Museum toont illegale Bijbels Rusland-Duitsers
DETMOLD – Het Museum voor de Geschiedenis en Cultuur van de Rusland-Duitsers in het Duitse Detmold is na een verbouwing sinds eind vorige maand weer open voor publiek.
Op 500 vierkante meter toont het museum gebruiksvoorwerpen, documenten en kunstwerken die betrekking hebben op de grote groep Duitsers die sinds de jaren vijftig vanuit Rusland naar Duitsland is teruggekeerd.
In 1763 gaf de Russische keizerin Katharina de Grote aan Duitse boeren toestemming om zich in het zuiden van Rusland te vestigen. Tussen 1764 en 1850 emigreerden zo’n 160.000 Duitsers naar Rusland. Deze kolonie groeide uit tot een groep van enkele miljoenen mensen.

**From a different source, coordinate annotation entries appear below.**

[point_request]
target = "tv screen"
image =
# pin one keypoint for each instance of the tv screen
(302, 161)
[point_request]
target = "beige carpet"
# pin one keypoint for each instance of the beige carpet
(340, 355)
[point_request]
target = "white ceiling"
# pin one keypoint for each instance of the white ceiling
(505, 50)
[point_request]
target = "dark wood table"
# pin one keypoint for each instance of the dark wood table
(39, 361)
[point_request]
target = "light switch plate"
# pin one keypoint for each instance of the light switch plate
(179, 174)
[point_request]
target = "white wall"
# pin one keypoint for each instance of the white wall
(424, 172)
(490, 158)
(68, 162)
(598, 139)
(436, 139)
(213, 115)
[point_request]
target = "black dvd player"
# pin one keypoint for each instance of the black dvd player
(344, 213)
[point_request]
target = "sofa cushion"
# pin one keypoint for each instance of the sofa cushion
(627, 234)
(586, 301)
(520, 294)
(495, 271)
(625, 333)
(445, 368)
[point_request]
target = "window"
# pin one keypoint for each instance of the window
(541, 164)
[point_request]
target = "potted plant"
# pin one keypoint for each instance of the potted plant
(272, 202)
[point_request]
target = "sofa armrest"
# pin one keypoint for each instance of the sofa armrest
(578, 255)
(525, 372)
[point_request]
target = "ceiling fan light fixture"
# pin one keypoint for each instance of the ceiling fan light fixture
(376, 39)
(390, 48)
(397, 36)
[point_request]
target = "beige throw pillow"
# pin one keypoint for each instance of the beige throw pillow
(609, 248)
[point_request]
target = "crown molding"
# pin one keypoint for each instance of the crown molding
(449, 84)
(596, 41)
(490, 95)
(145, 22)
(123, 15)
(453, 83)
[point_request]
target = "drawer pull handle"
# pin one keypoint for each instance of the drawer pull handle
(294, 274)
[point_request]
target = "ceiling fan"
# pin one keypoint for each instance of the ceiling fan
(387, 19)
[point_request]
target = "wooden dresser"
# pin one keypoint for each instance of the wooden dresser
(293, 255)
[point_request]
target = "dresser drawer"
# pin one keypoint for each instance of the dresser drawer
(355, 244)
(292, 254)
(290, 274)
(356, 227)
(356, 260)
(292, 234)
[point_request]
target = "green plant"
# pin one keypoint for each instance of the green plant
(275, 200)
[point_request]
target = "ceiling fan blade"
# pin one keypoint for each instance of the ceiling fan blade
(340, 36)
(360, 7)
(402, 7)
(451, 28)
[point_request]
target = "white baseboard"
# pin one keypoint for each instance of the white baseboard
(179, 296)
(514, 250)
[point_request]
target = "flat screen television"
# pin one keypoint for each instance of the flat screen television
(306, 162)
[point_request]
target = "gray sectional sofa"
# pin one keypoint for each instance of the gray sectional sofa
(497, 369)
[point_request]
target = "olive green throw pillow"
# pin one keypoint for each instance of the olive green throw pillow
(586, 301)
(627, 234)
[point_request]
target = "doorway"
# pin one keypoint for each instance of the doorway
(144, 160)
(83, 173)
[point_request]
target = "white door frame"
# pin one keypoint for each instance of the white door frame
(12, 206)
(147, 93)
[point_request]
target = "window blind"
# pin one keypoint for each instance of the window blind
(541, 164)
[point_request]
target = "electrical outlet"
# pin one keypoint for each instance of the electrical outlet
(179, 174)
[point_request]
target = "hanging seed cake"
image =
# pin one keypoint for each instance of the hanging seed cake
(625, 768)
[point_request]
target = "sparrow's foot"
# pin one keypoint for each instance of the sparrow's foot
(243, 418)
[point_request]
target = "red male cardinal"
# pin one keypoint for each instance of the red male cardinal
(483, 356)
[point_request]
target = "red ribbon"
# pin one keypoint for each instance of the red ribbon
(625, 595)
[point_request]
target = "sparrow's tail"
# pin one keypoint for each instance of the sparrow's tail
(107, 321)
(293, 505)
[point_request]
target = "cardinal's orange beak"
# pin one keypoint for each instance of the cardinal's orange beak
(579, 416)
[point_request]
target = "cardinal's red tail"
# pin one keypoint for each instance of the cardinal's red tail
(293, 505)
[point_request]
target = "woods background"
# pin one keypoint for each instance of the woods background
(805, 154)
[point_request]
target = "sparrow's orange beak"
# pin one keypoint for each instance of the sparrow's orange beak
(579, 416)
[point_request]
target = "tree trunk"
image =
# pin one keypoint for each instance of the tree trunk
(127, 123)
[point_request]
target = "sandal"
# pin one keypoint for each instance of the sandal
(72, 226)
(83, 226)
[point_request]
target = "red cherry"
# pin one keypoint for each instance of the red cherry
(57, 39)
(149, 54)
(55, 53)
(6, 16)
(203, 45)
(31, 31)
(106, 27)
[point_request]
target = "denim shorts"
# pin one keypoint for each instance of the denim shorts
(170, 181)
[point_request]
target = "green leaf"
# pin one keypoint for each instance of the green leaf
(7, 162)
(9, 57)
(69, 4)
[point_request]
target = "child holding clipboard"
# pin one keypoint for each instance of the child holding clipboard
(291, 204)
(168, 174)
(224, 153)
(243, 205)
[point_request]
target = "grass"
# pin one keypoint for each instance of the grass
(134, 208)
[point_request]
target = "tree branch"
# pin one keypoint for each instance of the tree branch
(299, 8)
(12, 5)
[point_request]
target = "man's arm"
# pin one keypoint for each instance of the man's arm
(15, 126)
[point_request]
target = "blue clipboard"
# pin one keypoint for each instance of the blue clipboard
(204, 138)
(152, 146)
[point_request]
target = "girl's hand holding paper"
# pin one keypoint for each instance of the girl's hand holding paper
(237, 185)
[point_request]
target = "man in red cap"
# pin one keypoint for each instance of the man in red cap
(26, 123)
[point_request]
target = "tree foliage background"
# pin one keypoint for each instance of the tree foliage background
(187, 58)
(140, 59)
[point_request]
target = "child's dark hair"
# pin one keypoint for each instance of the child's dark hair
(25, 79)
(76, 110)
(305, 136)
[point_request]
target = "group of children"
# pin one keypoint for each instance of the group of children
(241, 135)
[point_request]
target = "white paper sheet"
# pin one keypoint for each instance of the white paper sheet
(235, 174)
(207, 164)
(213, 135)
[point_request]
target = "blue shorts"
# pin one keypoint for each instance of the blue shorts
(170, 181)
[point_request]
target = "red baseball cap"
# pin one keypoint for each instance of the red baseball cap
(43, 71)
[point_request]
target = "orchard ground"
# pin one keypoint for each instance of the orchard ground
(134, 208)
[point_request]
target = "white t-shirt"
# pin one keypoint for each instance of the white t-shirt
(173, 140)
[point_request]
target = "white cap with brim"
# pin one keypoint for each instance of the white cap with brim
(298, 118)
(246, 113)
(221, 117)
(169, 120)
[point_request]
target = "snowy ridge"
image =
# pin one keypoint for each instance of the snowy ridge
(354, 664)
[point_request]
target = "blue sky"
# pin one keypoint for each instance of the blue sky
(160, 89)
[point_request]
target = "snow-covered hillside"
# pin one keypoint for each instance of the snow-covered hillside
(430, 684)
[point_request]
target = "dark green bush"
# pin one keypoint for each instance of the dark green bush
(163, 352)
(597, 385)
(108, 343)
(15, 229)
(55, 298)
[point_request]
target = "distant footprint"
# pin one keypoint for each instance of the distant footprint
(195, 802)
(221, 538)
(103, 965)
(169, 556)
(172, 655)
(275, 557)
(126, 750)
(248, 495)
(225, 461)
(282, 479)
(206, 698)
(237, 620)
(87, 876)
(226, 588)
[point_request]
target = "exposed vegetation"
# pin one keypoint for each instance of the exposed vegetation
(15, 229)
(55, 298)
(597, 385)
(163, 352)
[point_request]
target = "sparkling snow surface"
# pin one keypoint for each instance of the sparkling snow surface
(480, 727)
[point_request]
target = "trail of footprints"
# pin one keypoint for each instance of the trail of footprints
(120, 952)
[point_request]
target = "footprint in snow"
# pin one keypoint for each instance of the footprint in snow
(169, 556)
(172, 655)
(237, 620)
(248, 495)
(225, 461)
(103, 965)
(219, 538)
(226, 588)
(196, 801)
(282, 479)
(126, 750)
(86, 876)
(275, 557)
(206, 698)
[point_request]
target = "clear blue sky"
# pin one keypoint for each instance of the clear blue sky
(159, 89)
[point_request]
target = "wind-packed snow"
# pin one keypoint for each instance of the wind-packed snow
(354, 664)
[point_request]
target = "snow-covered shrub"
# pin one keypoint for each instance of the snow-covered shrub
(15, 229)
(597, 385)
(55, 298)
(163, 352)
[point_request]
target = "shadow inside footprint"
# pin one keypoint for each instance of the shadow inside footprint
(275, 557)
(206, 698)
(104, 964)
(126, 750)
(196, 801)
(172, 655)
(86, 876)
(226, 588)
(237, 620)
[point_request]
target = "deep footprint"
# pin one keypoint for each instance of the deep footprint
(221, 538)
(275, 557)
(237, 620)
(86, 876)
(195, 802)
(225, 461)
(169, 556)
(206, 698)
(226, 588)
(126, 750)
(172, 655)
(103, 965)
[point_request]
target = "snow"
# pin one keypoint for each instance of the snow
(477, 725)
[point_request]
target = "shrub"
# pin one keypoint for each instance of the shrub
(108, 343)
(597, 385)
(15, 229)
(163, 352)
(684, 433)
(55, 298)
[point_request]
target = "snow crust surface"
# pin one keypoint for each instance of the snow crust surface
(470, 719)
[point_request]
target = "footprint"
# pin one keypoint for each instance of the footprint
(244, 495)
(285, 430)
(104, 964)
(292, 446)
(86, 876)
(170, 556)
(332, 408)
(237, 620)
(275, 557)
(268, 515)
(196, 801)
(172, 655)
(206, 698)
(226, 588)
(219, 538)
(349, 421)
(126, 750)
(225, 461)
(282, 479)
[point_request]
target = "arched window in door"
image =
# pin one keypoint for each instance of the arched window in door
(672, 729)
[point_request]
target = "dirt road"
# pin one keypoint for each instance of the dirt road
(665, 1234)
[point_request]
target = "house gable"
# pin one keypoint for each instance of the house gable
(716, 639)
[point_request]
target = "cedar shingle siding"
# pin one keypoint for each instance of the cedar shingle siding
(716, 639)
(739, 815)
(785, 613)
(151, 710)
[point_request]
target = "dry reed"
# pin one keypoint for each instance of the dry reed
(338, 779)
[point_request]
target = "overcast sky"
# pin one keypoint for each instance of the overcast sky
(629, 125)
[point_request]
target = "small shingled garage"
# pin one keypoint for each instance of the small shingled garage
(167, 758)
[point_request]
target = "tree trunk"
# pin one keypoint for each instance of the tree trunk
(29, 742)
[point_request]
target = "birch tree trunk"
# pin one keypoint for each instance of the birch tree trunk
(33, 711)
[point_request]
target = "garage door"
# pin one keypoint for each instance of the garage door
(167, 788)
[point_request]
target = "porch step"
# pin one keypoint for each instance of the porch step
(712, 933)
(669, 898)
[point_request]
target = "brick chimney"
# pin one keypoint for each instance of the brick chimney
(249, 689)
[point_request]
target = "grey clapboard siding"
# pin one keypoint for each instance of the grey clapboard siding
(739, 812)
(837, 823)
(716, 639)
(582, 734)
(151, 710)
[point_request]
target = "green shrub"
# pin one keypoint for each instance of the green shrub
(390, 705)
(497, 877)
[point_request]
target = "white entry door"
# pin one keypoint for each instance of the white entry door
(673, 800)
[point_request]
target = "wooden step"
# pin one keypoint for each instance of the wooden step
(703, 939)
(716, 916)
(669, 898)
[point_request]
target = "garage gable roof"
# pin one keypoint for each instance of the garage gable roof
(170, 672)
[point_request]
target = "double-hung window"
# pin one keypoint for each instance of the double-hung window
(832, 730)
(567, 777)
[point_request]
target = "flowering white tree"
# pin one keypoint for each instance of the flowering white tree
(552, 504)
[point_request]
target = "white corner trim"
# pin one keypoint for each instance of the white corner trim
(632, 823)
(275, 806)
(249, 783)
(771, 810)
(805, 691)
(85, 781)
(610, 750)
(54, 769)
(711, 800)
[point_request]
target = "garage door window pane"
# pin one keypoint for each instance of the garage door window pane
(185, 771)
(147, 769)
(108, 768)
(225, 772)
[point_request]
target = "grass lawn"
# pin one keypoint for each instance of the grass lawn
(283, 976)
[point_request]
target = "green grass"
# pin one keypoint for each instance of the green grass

Hun geschiedenis kenmerkt zich door vervolging en onderdrukking.
Vanaf 1955 keerden zo’n 2 miljoen Duitsers terug naar de heimat. Onder hen waren ongeveer 300.000 mennonieten, die door de communistische machthebbers sterk werden onderdrukt. Zo’n 200 Bijbels getuigen van hun moeilijke positie in Rusland. De Bijbels werden naar de kolonisten gesmokkeld of illegaal ter plaatse gedrukt. Enkele zijn eigendom geweest van kraanmachinisten die in de goudmijnen van Siberië werkten. „Verschillende Bijbels zijn drie keer van vernietiging gered”, aldus museumdirecteur Neufeld.
Verder zijn handgeschreven liedboeken te zien. Deze werden vaak overgeschreven, omdat ze niet in druk uitgebracht mochten worden.
Het museum werd in 1996 opgericht door de gymnasiumleraar Otto Hertel uit Detmold. Zijn (kunst)verzameling vormde de basis voor het museum.